On Mon, 21 Jun 2004, John Curran wrote:
Looks pretty clear to me: assistance requirements (i.e. the requirement to have LI capacity and mechanisms in place in advance) should apply to all providers, and in particular, that VoIP providers who do not provide direct PSTN access (e.g. FWD, Skype) should not get an exception here as specified in the draft bill.

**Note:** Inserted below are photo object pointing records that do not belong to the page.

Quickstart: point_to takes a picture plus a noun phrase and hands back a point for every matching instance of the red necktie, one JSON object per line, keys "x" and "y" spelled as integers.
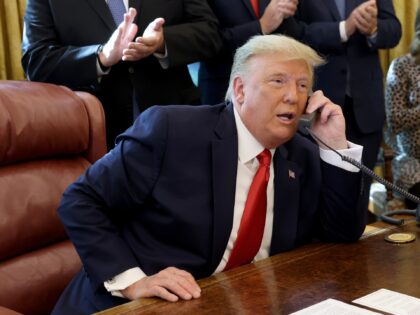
{"x": 252, "y": 225}
{"x": 254, "y": 4}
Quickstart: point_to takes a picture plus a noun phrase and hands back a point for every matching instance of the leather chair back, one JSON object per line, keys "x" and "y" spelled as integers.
{"x": 48, "y": 136}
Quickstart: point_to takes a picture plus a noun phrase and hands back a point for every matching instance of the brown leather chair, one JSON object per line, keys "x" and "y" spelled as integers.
{"x": 48, "y": 136}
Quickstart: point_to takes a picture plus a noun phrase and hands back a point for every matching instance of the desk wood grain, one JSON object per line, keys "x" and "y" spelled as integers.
{"x": 294, "y": 280}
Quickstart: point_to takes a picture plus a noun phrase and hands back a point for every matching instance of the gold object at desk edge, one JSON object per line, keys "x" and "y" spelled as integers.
{"x": 400, "y": 238}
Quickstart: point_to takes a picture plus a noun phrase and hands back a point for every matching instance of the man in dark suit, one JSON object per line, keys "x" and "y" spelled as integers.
{"x": 167, "y": 205}
{"x": 349, "y": 33}
{"x": 239, "y": 21}
{"x": 75, "y": 43}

And what would satisfy those law enforcement requirements? In 10 years of CALEA, law enforcement has never agreed anything done was good enough to satisfy CALEA. Instead, LEAs have repeatly stated all attempts at compliance so far have been deficient. If LEA thinks everything the PSTN tried to do was deficient, why does anyone think applying the same regime to other things will be any more successfull at meeting LEA's requirements? If law enforcement was trumpeting the success of CALEA, how much money it saved, how it caught criminals, how it saved lives; there might be a better argument for extending it to all communications. The problem is law enforcement has said CALEA is a failure in its eyes, so why do we want Congress to expand a broken regime? What's goofy is when ISPs perform investigations, they use lots of tools which could be useful to law enforcement. Some of those tools don't have a clear equivalent in other types of communication systems. So law enforcement asks for things that don't always make sense simply because that's what is in the order. Why do both pen registers and mail covers exist? Because the law followed the technology. When law enforcement does a mail cover, they get what a mail cover includes. The post office doesn't cover up the return address on the envelope because law enforcement only had a pen register order, but not a trap and trace order for the postal envelope. When developing systems for the PSTN, it turned out to be easier to collect the outgoing dialed digits on a phone line than the incoming calling number (pre-ss7 days). So the law split called numbers from calling numbers instead of trying to extend the postal service mail cover into the telephone. Trying to force the technology just makes everything grumpy. Do you pay a $10,000 fine everytime you fail to include the return address on a postal letter? Other technologies have similar natural boundaries. The US J-STD-25 and the EU ETSI frameworks are trying to go backwards. It creates a very complicated framework. Great for interception vendors, lousy for everyone else. What are the natural boundaries and how do they match up with people's expectations of privacy or other legal structures?